Inzwischen ist es die Ausnahme, daß bei dieser ersten Operation auch gleich das Kreuzband ersetzt wird. Bei einer frischen Verletzung steigt die Bereitschaft des Kniegelenkes, mit einer übermäßigen Narbenbildung zu reagieren. Die Beweglichkeit des Kniegelenkes wäre eingeschränkt und Rehabilitation unnötig verlängert.
Außerdem möchte man dem Knie die Chance geben, ohne aufwändige Kreuzbandoperation zurechzukommen. Patienten die eine kräftige Muskulatur mit guter Reflexsituation haben, können unter Umständen die Instabilität kompensieren. Ist man körperlich nur wenig aktiv, so kann es auch sein, daß man sein Kreuzband nicht vermißt.

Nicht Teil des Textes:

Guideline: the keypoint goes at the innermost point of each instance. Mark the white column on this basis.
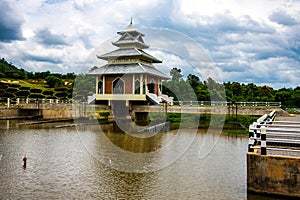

Wenn schwerwiegende Gründe eine schnellstmögliche Stabilität erfordern (z.B. Profi-Sportler mit Millionenverträgen), kann primär ein Kunststoffimplantat (sog. alloplastische Materialien) eingesetzt werden. Dies ist sofort stabil. Aufgrund von Materialermüdungserscheinungen kommt es jedoch nach einigen Monaten bis Jahren zu einer Schädigung des Implantates, die eine erneute Operation notwendig macht.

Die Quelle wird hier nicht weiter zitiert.